The passage in Philippians 4:7 encourages us to trust in the promise of the peace of God, a peace that transcends all understanding. One church community I visited in the southwestern region of the country during this post-agreement stage embodies trusting in God’s peace. The town’s residents have been witness to armed clashes since the 1960s. The latest clash between two insurgent armed groups lasted six days. When I got to the community, about three days after the clashes had ended, I met various church leaders of the area. Some of these leaders included an indigenous campesino (peasant farmer) couple who had come from the side of the mountain where the clashes had occurred. I greeted them and asked them how their week had been, they responded “Very well because of the grace of God.”
Upon further discussion they shared that the clashes were deeply affecting their community. Many people were afraid to leave their homes since curfews had been installed by the armed groups. Several members of the community were being asked to leave their land. That land is what the armed groups fight to have control over: rich and fertile soil perfect for illicit crop cultivation.
Yes, this couple’s church community up in the mountain was facing the real effects of war once again, yet they remained faithful and trusting in the peace of God. They organized community prayer nights from seven at night until three in the morning several nights that week, trusting God with their fates. They also kept encouraging the members of their community to keep growing food and vegetable crops and not to submit to illicit crop cultivation. They were also organizing with other church leaders in the area to plan nonviolent methods of resistance. They were not going to be displaced; this was their land.
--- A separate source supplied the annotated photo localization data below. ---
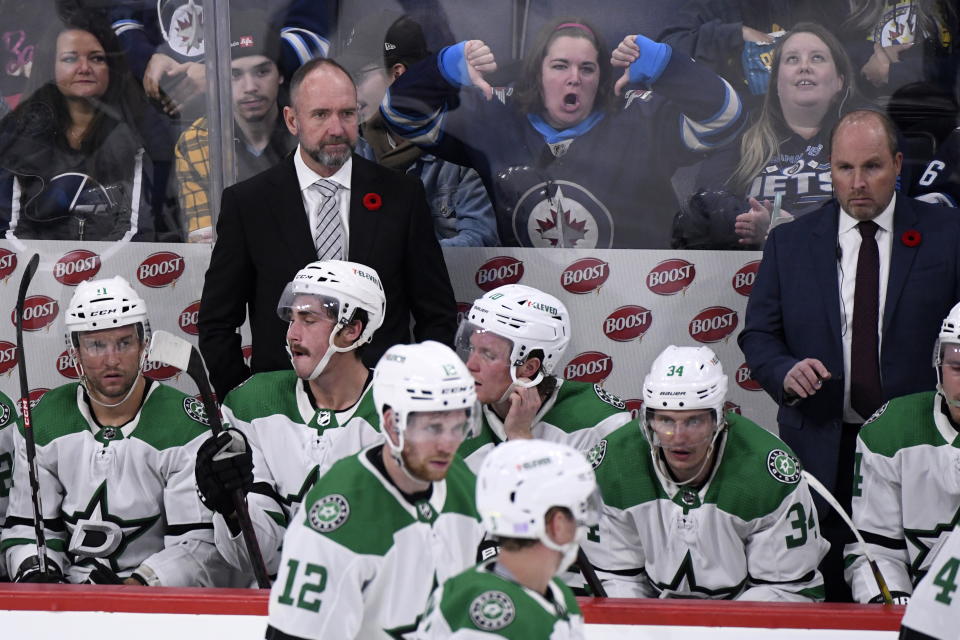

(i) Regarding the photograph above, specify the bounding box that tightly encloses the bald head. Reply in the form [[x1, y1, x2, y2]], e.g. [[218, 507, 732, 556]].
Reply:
[[830, 109, 902, 220]]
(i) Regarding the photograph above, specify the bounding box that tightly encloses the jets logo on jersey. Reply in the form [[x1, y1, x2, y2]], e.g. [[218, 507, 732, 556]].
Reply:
[[767, 449, 801, 484], [469, 590, 515, 631], [586, 440, 607, 470], [593, 384, 626, 409], [863, 401, 889, 427], [308, 494, 349, 533], [183, 397, 209, 426], [513, 181, 614, 248], [0, 402, 10, 427]]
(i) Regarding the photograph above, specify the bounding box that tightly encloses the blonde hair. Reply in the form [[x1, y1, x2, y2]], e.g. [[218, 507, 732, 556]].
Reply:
[[730, 23, 856, 193]]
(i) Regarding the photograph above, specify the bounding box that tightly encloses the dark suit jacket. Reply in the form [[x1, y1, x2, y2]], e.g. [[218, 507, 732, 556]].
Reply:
[[738, 196, 960, 495], [198, 152, 457, 400]]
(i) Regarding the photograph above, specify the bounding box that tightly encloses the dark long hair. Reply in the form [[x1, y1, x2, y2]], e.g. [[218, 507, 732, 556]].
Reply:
[[515, 17, 616, 117]]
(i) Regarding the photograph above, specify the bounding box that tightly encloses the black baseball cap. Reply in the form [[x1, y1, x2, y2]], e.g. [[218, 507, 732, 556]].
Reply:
[[230, 9, 282, 62], [337, 11, 429, 77]]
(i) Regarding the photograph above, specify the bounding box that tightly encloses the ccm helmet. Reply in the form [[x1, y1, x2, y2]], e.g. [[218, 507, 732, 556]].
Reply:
[[934, 301, 960, 390]]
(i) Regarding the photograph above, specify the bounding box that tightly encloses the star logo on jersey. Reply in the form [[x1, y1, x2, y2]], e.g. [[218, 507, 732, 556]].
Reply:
[[767, 449, 801, 484], [284, 465, 319, 507], [62, 481, 160, 568], [862, 401, 889, 427], [593, 383, 626, 409], [513, 181, 614, 248], [905, 505, 960, 580], [307, 493, 349, 533], [183, 397, 209, 426], [653, 550, 744, 598], [585, 440, 607, 470], [469, 591, 515, 631], [0, 402, 10, 427]]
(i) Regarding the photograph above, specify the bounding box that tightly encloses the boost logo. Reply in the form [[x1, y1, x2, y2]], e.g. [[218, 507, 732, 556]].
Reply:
[[144, 359, 180, 381], [55, 350, 79, 379], [688, 307, 738, 343], [137, 252, 186, 288], [179, 301, 201, 335], [624, 398, 644, 421], [735, 363, 762, 391], [0, 341, 17, 375], [724, 400, 742, 415], [0, 248, 17, 282], [475, 257, 523, 292], [603, 305, 652, 342], [647, 259, 696, 296], [456, 302, 472, 326], [563, 351, 613, 383], [732, 261, 760, 297], [560, 258, 609, 294], [28, 388, 49, 409], [12, 296, 59, 331], [242, 344, 253, 367], [53, 250, 101, 286]]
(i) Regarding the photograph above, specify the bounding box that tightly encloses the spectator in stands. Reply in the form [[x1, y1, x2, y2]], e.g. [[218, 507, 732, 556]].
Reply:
[[0, 11, 177, 241], [675, 22, 859, 249], [739, 108, 960, 600], [912, 125, 960, 207], [657, 0, 847, 107], [339, 11, 499, 247], [175, 9, 295, 243], [840, 0, 957, 102], [381, 17, 746, 249]]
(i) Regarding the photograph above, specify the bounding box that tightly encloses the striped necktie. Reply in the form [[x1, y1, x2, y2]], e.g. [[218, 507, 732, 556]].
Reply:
[[311, 179, 343, 260]]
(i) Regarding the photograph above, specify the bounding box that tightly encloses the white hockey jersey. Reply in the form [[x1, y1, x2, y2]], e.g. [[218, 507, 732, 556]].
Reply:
[[845, 391, 960, 602], [214, 370, 381, 576], [901, 525, 960, 639], [583, 415, 828, 600], [0, 382, 233, 586], [458, 379, 631, 472], [0, 390, 17, 578], [265, 445, 484, 640]]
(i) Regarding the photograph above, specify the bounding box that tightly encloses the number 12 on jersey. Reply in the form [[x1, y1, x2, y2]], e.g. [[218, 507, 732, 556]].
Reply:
[[276, 558, 328, 612]]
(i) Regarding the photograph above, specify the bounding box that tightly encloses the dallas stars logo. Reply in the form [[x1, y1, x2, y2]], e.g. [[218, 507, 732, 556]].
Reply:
[[767, 449, 801, 484], [652, 550, 745, 598], [905, 505, 960, 581], [535, 187, 588, 247], [469, 591, 516, 631], [62, 481, 160, 569], [307, 494, 350, 533]]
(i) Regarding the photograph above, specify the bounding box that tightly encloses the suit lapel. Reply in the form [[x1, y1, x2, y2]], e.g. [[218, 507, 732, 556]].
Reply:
[[810, 203, 843, 348], [347, 155, 379, 261], [883, 196, 919, 332], [272, 154, 319, 262]]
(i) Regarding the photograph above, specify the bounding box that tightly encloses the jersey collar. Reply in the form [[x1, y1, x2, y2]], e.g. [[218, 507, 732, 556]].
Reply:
[[76, 379, 159, 442], [357, 444, 448, 520]]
The couple shared with me that they were very thankful for God’s protection that week since no one from the church community or the general community had been caught in the crossfire (although there were some deaths from either side of the armed groups). “All we can do,” they said, “is to share the message of God through Jesus so that this violence and war may end.”
This is exactly what they do. This community embodies the promise of God’s peace, which surpasses all understanding. It does not make sense to pray, to take care of the land, or to organize to keep a community rooted when there is a war that is seeking to tear people apart, to destroy crops, and to displace communities, yet these are the actions of peace this community understands as following the way of Christ.
The clashes between the two insurgent armed groups have ceased for now, but the armed groups and their dispute over control of the territory remains. The church community also remains, demonstrating that God’s peace is active and alive even in the middle of strife and uncertainty, even in the crossfire.